Progress update: a daily inflation index, and the NGX in real terms
Since the launch a few days ago, three things have shipped: a daily inflation-pressure index, a USD- and inflation-adjusted view of the Nigerian stock market, and the first training corpus for the open economic model.
A daily reading on inflation
Nigeria's official inflation number arrives once a month, from the National Bureau of Statistics. Between releases, anyone tracking the economy is working with a figure that can be five weeks old.
The Asotele Inflation Index fills that gap. Every day it combines the cost signals that move faster than the official print — food prices, the official and parallel naira rates, fuel and transport costs, and the inflation tone of financial news — into a single pressure score. It also publishes a provisional CPI nowcast, clearly labelled as provisional: the mapping from these signals to the official rate will be calibrated properly once enough NBS releases are available.
It is a pressure gauge, not a replacement for the official statistic — but it means the daily briefing no longer goes quiet on inflation for weeks at a time.
What the NGX really did
The Nigerian Exchange All-Share Index is trading near 250,000 points — a record, and the kind of number that makes headlines.
Adjust for the naira and the picture changes. Over the past five years the All-Share Index is up around 550% in naira terms. Measured in US dollars, it is up about 94%. Adjusted for inflation, over the decade to the end of 2024 the index lost roughly 44% of its real value — even as the nominal figure nearly tripled.
None of that means the market is failing. It means a naira figure, in an economy with this much inflation and currency depreciation, mixes real performance with currency debasement. Asotele now reports the All-Share Index three ways — nominal, in dollars, and inflation-adjusted — so the headline number is read in context. This is the purpose of the project in miniature: the same data, seen clearly.
Building the model's corpus
Asotele's longer-term goal is an open, fine-tuned language model specialised in Nigerian and African emerging-market economics. That model needs a training corpus, and this week the corpus took shape.
The system now turns its own daily briefings into structured training examples, and — using four decades of backfilled history, with Brent crude back to 1987 and exchange rates and inflation back to the 1960s — generates more than 600 grounded historical analyses covering real episodes: the 1995 inflation peak, the 2016 recession, the 2020 oil crash, the 2023 naira float.

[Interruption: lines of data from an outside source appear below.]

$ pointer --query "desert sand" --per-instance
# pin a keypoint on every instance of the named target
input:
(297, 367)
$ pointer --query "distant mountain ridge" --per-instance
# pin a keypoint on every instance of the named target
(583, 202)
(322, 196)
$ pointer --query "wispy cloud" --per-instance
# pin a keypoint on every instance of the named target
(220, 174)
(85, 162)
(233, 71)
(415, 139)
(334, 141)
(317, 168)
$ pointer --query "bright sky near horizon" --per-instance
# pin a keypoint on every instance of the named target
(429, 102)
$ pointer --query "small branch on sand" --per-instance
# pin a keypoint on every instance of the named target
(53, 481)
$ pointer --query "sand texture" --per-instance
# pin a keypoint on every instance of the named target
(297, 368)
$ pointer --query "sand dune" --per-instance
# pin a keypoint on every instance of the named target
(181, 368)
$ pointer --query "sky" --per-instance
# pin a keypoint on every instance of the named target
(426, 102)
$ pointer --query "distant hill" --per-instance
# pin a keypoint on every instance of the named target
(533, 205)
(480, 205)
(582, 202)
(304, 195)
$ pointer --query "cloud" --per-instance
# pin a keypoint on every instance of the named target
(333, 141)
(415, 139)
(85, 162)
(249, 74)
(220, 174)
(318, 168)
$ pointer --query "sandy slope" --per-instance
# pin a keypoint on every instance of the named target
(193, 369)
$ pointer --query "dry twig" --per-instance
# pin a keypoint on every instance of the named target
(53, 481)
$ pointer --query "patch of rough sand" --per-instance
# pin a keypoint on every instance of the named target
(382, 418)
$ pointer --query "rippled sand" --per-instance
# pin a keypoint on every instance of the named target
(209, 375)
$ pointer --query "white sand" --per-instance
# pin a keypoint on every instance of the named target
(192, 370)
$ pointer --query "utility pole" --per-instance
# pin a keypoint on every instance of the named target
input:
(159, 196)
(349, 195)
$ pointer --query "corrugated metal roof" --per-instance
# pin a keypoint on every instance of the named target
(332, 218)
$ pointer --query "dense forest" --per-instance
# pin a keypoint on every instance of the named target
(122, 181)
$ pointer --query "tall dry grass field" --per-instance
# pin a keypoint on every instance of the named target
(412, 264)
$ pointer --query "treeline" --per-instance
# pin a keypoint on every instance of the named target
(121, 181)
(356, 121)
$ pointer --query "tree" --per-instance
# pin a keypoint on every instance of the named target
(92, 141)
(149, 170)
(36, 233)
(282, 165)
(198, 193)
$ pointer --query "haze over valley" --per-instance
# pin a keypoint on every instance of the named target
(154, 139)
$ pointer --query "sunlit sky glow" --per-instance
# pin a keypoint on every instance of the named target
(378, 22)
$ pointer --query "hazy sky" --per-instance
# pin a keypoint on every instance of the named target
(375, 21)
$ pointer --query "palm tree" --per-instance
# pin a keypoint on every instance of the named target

One design choice matters here: every training example is generated deterministically from real data. No language model writes the corpus — each figure is computed directly from the source series. A model is only as trustworthy as the data it learns from, and a corpus that fabricates nothing is the first line of defence against a model that hallucinates.
Next
The corpus grows daily. The remaining pieces — real institutional documents, multilingual coverage, and the first fine-tuning run — come next. Updates will land here.